13 May 2014
Professor Marco de Baar has been appointed as the new head of fusion research at DIFFER, the Dutch Institute for Fundamental Energy Research. As member of DIFFER's management team, the plasma physicist will also be the Dutch representative to the European fusion research consortium EUROfusion. De Baar succeeds Tony Donné, who was chosen as EUROfusion's first programme leader on May 2nd.
Prof.Dr. Marco de Baar - photo Pieter Crucq
Marco de Baar (1967) is part time professor at Eindhoven University in Technology and since 2007 heads DIFFER's research group on Tokamak Physics. From 2004 to 2007, Marco de Baar headed the operations department at JET, Europe's largest fusion experiment to date, where he was responsible for successfull operation and development of the reactor.
Marco de Baar's research focuses on understanding and control of the turbulent plasma in a fusion reactor or tokamak: hot, charged and magnetised gas.

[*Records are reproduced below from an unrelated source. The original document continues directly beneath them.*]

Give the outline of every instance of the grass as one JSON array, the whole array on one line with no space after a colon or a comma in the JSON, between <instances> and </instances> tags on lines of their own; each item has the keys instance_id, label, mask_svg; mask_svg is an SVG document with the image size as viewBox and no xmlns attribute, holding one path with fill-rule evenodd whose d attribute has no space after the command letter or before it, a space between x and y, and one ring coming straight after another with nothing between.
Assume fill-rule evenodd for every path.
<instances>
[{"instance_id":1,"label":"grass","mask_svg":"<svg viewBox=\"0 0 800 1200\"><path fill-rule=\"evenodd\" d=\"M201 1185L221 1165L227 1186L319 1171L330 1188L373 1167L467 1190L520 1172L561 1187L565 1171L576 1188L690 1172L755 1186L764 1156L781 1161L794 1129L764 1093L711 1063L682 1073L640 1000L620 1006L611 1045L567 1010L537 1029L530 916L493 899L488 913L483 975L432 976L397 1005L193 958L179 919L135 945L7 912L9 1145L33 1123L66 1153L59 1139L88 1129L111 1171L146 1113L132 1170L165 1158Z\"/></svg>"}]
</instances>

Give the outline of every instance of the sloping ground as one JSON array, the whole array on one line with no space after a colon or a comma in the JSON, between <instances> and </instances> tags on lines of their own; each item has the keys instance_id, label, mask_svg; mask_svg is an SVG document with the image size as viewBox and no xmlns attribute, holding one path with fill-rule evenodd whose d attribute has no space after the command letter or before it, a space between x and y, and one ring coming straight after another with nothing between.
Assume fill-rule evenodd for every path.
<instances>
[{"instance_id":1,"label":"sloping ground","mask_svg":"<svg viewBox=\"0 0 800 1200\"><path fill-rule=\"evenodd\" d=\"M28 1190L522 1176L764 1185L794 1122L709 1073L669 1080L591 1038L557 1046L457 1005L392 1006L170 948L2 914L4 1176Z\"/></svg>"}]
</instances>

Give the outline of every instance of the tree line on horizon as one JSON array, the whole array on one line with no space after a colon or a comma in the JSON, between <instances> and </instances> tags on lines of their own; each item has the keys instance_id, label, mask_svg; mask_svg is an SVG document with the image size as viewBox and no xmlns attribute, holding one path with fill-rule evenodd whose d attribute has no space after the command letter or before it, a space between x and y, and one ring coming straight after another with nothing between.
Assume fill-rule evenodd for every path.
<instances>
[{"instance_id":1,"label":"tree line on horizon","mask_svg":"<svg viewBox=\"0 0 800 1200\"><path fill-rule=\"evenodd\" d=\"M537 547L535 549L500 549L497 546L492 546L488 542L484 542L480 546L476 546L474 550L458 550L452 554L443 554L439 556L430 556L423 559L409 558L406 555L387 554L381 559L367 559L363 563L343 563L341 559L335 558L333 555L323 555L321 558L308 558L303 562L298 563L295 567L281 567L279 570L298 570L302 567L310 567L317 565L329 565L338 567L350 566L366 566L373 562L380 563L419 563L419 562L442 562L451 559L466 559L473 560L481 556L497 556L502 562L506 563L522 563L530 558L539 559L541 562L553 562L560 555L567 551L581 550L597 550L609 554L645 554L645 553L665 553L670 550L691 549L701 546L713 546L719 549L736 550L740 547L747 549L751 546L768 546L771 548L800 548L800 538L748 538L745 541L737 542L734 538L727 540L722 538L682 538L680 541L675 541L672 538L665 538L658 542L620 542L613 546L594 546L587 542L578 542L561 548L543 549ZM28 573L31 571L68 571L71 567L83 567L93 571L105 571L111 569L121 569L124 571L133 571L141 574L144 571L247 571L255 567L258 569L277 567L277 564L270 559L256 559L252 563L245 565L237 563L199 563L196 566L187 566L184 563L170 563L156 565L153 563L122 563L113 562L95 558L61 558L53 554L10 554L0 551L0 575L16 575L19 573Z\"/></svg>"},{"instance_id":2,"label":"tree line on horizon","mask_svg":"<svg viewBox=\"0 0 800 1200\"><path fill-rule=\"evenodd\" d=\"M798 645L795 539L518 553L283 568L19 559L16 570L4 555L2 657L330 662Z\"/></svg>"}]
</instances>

De Baar describes himself as "a physicist with a strong interest in control engineering, because these two fields allow you to combine very different viewpoints; physics allows one to dril down to the very essence of a singular phenomenon while control engineering enables one to understand and optimising the entire system. To take something as complex as a tokamak plasma to optimal performance, you really need both points of view."
Diagnostic and control systems in the future fusion reactor ITER
As the Netherlands' centre for fusion research, DIFFER is the national point of contact for the European Horizon2020-programme EUROfusion, which aims to realise sustainable energy production from fusion. In the EUROfusion context, Marco de Baar will serve as 'Head of Research Unit' for the Netherlands, succeeding the newly appointed first programme manager of EUROfusion Tony Donné.
"Dutch scientists can make a powerful contribution to fusion research", thinks De Baar. Via close collaboration DIFFER will help the various fusion-related initiatives to join forces and increase their chances to win European research grants.